Inner Source programs are taking the experience developed by Open Source projects in this field and apply them internally so many of them are using such metrics (collaboration and community health) as the base to evaluate how successful they are. In our attempt to expand our study of these collaboration environments to areas directly related with productivity, efficiency etc., additional metrics should be considered.
Before getting into the core ones, I have to say that many projects pay attention to code review related metrics as well as defect management to evaluate productivity or performance. These metrics go in the right direction but they are only partial and, in order to demonstrate a clear relation between collaboration and productivity or performance for instance, they do not work very well in many cases. I will put a few examples why.

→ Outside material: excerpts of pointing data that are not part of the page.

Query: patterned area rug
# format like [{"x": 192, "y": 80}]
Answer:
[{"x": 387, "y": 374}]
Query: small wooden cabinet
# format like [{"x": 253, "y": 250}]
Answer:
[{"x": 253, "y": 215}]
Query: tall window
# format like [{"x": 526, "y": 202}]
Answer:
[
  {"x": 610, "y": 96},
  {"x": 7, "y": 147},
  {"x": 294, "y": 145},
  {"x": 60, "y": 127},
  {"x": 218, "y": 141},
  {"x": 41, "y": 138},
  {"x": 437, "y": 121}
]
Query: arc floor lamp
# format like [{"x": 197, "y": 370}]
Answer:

Code review is a standard practice among Open Source projects, but at scale is perceived by many as an inefficient activity compared to others, when knowledge transfer and mentorship are not a core goal. Pair or mob programing as well as code review restricted to team scale are practices perceived by many execution managers as more efficient in corporate environments.
When it comes to defect management, companies have been tracking these variables for a long time and it will be very hard for Open Source and Inner Source evangelists to convince execution managers that what you are doing in the open or in the Inner Source program is so much better ans specially cheaper than it is worth participating. For many of these managers, cost control goes first and code sustainability comes later, not the other way around.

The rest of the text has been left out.